Les récits de relations difficiles – mais y en a-t-il d’aisées ? – de deux
jeunes filles avec des membres de leur famille ou avec leurs pairs laissent
apparaître le déroulement des négociations elles-mêmes et donnent une idée
de la mesure des enjeux identitaires présents.
L’histoire des relations d’Ismène avec son père et son frère permet d’entrevoir l’importance des enjeux identitaires portés par le corps de la jeune
fille et qui la conduisent à opérer momentanément un choix exclusif entre les
marques de sa famille et celles de ses pairs. Dans la famille moderne, la
nécessité d’une différenciation des personnes est reconnue. Des marques plus
ou moins ostensibles d’appartenance à la jeunesse sont donc jugées normales,
comme le souligne François de Singly : « L’écart entre les générations ne
doit pas toujours être lu comme le signe d’un désaccord ; les deux parties
peuvent penser qu’il est normal que des différences existent (tout comme
dans le fonctionnement des équipes conjugales à dominante autonomiste) »

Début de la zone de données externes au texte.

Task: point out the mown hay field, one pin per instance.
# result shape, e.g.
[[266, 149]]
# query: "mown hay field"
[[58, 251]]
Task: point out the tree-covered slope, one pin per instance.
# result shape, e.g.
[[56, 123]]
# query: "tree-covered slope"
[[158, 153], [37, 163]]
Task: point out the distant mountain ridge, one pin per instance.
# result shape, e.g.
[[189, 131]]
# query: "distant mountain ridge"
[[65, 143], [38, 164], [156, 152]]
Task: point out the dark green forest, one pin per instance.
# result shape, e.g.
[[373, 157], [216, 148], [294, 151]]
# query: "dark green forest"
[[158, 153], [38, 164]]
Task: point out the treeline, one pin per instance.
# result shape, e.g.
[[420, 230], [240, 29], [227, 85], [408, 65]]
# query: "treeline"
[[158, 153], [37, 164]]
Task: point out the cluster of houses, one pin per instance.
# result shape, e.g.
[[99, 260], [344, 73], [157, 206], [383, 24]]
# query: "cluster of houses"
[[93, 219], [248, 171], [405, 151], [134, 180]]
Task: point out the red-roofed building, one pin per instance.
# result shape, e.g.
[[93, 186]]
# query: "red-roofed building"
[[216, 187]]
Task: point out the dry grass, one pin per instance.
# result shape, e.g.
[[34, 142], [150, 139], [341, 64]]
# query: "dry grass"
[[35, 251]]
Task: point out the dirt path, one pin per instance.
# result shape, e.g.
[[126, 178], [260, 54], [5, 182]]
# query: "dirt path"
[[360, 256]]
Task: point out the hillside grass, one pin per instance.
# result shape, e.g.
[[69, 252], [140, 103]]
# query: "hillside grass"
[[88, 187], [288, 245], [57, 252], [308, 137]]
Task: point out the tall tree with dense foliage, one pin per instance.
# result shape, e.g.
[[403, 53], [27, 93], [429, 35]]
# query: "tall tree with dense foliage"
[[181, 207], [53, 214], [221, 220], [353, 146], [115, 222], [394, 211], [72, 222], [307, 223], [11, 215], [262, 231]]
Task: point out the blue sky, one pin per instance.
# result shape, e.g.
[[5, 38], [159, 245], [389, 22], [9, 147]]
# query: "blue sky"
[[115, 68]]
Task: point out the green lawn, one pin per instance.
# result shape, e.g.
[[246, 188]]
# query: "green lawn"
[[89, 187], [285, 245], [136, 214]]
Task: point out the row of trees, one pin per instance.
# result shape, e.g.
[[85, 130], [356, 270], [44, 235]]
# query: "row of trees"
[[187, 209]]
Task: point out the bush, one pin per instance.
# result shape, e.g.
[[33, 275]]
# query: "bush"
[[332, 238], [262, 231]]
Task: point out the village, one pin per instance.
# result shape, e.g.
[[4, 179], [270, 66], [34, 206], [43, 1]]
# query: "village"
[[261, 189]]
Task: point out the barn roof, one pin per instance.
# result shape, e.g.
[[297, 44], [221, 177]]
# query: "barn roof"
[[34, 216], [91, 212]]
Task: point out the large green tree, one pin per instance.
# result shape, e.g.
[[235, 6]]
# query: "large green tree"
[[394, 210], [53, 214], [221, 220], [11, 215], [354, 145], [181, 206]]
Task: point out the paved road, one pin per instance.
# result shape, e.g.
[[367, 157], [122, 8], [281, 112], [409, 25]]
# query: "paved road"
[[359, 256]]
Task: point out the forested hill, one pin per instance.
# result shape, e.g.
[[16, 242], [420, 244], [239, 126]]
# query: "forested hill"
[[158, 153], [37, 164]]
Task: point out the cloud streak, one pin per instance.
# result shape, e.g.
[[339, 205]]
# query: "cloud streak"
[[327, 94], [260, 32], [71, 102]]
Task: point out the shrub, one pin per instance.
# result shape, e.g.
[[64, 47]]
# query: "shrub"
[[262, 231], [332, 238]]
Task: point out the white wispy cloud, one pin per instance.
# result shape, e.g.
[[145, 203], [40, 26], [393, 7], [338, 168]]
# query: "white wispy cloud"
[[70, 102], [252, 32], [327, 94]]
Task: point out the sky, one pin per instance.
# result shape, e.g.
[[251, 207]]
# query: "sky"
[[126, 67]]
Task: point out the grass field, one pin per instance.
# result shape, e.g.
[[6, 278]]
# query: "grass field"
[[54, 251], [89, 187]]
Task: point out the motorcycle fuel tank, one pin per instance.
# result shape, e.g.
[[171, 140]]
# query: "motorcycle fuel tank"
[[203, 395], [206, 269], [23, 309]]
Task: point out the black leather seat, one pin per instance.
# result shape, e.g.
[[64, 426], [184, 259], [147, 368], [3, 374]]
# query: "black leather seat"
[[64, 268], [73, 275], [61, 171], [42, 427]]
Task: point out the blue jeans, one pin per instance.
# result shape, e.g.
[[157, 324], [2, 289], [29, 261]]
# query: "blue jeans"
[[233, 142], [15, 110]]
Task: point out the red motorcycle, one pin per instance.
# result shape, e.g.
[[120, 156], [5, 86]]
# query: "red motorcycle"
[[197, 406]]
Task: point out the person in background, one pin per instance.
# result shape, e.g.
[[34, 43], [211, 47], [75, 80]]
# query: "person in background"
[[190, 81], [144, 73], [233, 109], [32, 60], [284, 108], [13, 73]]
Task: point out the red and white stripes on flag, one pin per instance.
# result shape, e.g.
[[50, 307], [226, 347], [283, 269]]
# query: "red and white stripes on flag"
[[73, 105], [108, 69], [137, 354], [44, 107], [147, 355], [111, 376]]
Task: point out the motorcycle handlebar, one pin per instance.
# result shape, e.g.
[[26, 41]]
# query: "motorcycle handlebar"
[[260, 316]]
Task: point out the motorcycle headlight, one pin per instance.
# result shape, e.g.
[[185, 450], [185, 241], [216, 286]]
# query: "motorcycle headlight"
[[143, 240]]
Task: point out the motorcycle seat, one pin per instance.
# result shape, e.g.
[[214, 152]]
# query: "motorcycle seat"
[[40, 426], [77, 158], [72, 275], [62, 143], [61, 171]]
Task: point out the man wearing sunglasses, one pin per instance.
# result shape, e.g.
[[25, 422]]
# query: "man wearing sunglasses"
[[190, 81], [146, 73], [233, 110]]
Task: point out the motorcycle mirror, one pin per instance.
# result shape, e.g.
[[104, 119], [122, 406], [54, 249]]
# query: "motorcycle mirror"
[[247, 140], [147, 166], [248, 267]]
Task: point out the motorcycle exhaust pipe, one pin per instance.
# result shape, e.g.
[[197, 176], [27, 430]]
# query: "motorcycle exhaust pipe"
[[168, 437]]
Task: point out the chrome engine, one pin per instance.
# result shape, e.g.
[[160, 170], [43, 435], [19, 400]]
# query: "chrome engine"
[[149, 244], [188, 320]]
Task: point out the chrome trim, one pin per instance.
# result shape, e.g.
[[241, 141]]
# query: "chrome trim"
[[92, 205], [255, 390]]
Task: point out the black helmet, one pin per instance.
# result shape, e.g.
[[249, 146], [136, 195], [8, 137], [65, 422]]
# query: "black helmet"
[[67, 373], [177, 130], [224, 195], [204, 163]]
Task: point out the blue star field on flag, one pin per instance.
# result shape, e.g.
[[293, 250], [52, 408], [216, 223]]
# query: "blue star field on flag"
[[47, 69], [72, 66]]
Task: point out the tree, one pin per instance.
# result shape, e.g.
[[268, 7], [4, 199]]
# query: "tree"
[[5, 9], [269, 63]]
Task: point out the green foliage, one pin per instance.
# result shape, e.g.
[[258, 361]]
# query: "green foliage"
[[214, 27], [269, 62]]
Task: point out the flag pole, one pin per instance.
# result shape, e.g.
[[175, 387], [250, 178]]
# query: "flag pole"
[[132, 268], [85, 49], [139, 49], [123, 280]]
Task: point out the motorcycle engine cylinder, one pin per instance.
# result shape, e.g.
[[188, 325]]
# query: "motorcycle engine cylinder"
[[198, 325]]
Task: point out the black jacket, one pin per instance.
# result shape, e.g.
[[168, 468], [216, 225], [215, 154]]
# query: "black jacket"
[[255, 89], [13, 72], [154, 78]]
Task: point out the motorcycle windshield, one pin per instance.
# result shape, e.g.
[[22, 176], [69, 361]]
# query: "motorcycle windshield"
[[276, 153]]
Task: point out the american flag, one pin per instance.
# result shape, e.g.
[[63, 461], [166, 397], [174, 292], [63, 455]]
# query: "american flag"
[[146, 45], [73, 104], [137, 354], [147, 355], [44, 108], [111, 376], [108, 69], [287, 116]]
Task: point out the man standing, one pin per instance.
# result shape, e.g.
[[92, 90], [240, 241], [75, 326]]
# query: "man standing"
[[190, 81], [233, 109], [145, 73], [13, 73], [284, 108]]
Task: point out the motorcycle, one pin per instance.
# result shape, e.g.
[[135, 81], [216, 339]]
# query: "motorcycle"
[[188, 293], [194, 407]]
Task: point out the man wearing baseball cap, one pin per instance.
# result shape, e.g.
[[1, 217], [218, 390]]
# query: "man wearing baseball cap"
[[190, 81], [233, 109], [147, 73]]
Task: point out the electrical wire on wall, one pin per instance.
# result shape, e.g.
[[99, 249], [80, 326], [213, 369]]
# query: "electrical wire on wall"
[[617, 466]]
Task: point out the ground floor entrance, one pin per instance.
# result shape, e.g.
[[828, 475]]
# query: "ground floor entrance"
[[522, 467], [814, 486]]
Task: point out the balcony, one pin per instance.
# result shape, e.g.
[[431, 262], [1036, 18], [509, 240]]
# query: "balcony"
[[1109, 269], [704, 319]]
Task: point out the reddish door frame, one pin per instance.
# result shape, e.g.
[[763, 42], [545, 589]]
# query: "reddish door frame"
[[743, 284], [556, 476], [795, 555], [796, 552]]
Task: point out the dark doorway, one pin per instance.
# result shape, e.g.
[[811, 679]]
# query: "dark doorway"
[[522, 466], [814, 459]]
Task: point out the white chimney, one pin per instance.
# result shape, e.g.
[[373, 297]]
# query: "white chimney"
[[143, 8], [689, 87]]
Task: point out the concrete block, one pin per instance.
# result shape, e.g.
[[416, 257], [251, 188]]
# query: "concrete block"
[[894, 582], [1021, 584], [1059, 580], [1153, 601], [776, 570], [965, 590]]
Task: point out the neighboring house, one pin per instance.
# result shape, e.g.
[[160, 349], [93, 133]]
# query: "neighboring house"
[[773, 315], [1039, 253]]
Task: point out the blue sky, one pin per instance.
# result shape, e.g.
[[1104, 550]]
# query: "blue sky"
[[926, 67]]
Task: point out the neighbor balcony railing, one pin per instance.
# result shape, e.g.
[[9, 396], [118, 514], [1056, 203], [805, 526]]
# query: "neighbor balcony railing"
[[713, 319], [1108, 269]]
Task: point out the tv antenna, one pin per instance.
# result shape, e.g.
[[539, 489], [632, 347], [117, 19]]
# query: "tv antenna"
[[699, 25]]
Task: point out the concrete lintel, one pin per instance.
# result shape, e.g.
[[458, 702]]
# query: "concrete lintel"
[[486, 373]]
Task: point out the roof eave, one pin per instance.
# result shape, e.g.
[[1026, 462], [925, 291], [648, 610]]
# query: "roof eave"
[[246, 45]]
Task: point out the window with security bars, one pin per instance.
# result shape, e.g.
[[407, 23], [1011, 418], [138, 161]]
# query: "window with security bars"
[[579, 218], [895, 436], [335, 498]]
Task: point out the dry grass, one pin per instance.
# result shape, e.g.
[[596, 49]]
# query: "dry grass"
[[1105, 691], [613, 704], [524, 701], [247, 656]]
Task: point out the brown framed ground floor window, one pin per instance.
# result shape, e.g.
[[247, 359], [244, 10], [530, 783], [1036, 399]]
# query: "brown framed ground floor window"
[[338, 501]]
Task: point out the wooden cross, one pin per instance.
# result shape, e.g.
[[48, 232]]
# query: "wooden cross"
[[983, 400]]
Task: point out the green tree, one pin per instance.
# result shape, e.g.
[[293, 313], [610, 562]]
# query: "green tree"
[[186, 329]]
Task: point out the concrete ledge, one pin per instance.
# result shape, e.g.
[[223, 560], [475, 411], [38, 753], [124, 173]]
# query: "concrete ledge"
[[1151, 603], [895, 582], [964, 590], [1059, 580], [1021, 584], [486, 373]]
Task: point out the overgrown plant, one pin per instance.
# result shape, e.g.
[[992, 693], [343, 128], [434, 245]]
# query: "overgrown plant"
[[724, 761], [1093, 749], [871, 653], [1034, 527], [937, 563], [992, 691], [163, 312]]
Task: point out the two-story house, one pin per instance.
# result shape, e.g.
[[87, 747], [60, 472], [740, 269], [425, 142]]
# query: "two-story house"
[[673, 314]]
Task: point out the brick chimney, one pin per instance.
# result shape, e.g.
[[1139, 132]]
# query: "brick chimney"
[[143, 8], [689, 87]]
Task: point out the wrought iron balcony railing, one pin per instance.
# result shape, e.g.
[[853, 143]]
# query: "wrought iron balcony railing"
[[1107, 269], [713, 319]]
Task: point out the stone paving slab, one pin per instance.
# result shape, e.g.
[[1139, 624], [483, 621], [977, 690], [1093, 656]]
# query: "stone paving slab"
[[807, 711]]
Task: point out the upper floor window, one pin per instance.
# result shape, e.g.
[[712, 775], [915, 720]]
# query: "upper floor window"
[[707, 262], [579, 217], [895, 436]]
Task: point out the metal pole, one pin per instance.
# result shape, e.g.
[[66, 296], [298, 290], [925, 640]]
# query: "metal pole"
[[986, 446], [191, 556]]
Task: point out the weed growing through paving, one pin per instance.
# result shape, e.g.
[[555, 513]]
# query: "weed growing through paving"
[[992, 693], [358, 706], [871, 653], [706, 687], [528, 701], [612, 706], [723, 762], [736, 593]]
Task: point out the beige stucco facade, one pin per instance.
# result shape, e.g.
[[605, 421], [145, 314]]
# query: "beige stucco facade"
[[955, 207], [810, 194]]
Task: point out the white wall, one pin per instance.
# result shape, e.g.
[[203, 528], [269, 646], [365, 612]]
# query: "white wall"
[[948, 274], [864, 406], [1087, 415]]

(1996, p. 135). Pour autant, les marques de ces différences ne sont pas spontanément acceptées par la famille. Au contraire, elles sont porteuses d’enjeux
identitaires pour la jeune fille comme pour les membres de sa famille et font
donc l’objet de négociations. Ismène porte principalement des bijoux précieux offerts par des membres ou des amis de sa famille à l’occasion d’événements marquants, à caractère notamment religieux. Cependant, la jeune
fille signale avoir eu du goût, entre la troisième et la seconde, pour les bijoux
fantaisie et les vernis à ongles voyants. Elle a également souhaité se faire percer les oreilles pour pouvoir porter les boucles qu’une amie désirait lui offrir.
Mais le père de la jeune fille accepte difficilement qu’un des membres de sa
progéniture s’affranchisse du corps familial et porte la marque indélébile
d’un autre corps, celui de la jeunesse : « Il avait l’impression que ça allait me
dénaturer le visage. » Il est soutenu dans ce travail de dissuasion par le frère
de la jeune fille qui, par ses sarcasmes, tente de dissuader sa sœur d’utiliser
accessoires et maquillage jugés excentriques. Tiraillé entre la requête paternelle et l’offre amicale, le désir d’Ismène devient velléitaire : « Moi, je ne me
sens pas spécialement de mettre tout le temps des boucles d’oreilles, ce n’est
pas non plus quelque chose qui me plaît vraiment beaucoup, mais bon, pour
lui faire plaisir, et puis c’est vrai qu’elles m’allaient bien, ça faisait joli. »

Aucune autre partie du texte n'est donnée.